A basic understanding of IP law is important for anyone producing creative works governed by it, including documentation, software, datasets, graphics and more. This is true irrespective of the nature of your project: closed commercial projects building on open tooling; commercial projects maintaining an open resource; open community-driven and/or non-profit projects building shared resources. Each of these may need to make slightly different licensing choices from the beginning of their projects to be compatible with their goals.
Without going into too much detail due to their complexity, in a subchapter, we provide a brief summary of relevant IP laws.
Copyrights, Patents and Trademarks¶
IP is an umbrella term that refers to a number of distinct areas of law. Primarily, these three areas are relevant in research and data science:
What these have in common is the attempt to extend property rights to intangible goods, meaning their use by others can be prevented or licensed. Governments with such laws effectively create a limited grant of monopoly over these goods for their creators and other holders of these rights. This is generally done with the ostensible intent to incentivise the creation and improvement of such goods, but can in practice result in perverse incentives which fail to do so.
This chapter is intended to educate people on the basic concepts of Licensing. Please do not take the descriptions provided or viewpoints shared as legal advice; they are not that. Consult your librarian and a legal expert to provide actual legal advice for your case.
Perhaps the most relevant part of IP law for software, data and other creative works is copyright. We will dispense quickly with patents and trademarks here, so we can move on to the main topic of copyright.
Patents¶
The most important difference between patent and copyright to be immediately aware of is that by default, all rights are retained by the author on works made public under copyright, whereas patents must be registered before their content is publicly disclosed. Thus, if you want to patent something, you must do so prior to sharing it publicly. The precise details of what constitutes a disclosure and the strictness of the application of this rule can vary by jurisdiction.
Patents on processes and software rather than specific inventions are a matter of contention in US law and explicitly not recognised in EU law (at the time of writing). Unlike copyright, you generally have to pay to register and maintain a patent. You must also do so in each jurisdiction in which you want this patent to apply, though some have reciprocal agreements for recognising patents from other jurisdictions. To ensure that patents held by the authors of software do not impact on the freedom to use and distribute open software, some licenses specifically include permission to use any applicable patents (for example, section 3 of the Apache 2.0 license), though this cannot protect against patents held by 3rd parties.
Trademarks¶
Trademarks are a brand, symbol, or identifying mark associated with a project, product or service. Trademarks differ from copyrights & patents in that their primary function is consumer protection.

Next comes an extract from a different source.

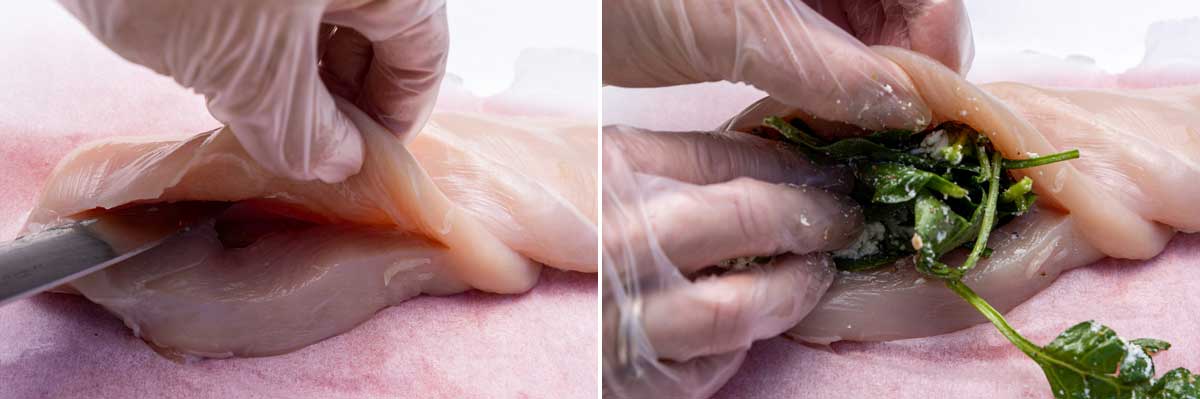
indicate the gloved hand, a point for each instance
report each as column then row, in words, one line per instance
column 268, row 66
column 675, row 204
column 790, row 49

They prevent bad actors from impersonating recognisable brands and deceiving consumers into purchasing products that are not being offered by who they think they are. They, like patents, must also be registered, but unlike patents, this can be done after they have been made public.
Registering a trademark generally comes with an administrative fee, but it is not as costly as maintaining a patent. Trademarks generally only apply within a specific sector, as people are unlikely to confuse brands which do completely different things. They can be relevant in the context of the name and logo of a software project, especially when a project changes hands or is forked, in which case the fork may not be able to use the original name of the project even if that project is no longer maintained. Open source projects not associated with a company which have trademarks may have these held by a legal entity, such as a non-profit, through which they might also take donations and pay for project infrastructure. It can be valuable for open source projects to register for trademarks as their work can easily be cloned, modified and re-distributed with ill intent. Examples of modified open source tools distributed with malware added have been documented, and trademark enforcement could, in some cases, help to prevent or deter this. Nextcloud, for example, has a comprehensive guide to the use of their marks with excellent explanations for the restrictions that they place on their use.
Copyright¶
By default, if you make a work publicly available, you retain the copyright to that work and all rights that this gives you over it. Anyone wishing to re-use that work must seek to license the right to do so from you, or open themselves to the possibility of a lawsuit for infringing on your copyright. Irrespective of how you choose to license your work, however, there are some generally accepted exceptions to the protections of copyright that permit the re-use of works (or parts of works) without the consent of the copyright holder, under certain circumstances. These are known as ‘fair use’ or ‘fair dealing’ exceptions. Under the ‘fair use’ standard originating in the USA, the following criteria are considered on a case-by-case basis to decide if a use constitutes an infringement of copyright:
From 17 U.S.C § 107
the purpose and character of the use, including whether such use is of a commercial nature or is for nonprofit educational purposes;
the nature of the copyrighted work;
the amount and substantiality of the portion used in relation to the copyrighted work as a whole; and
the effect of the use upon the potential market for or value of the copyrighted work.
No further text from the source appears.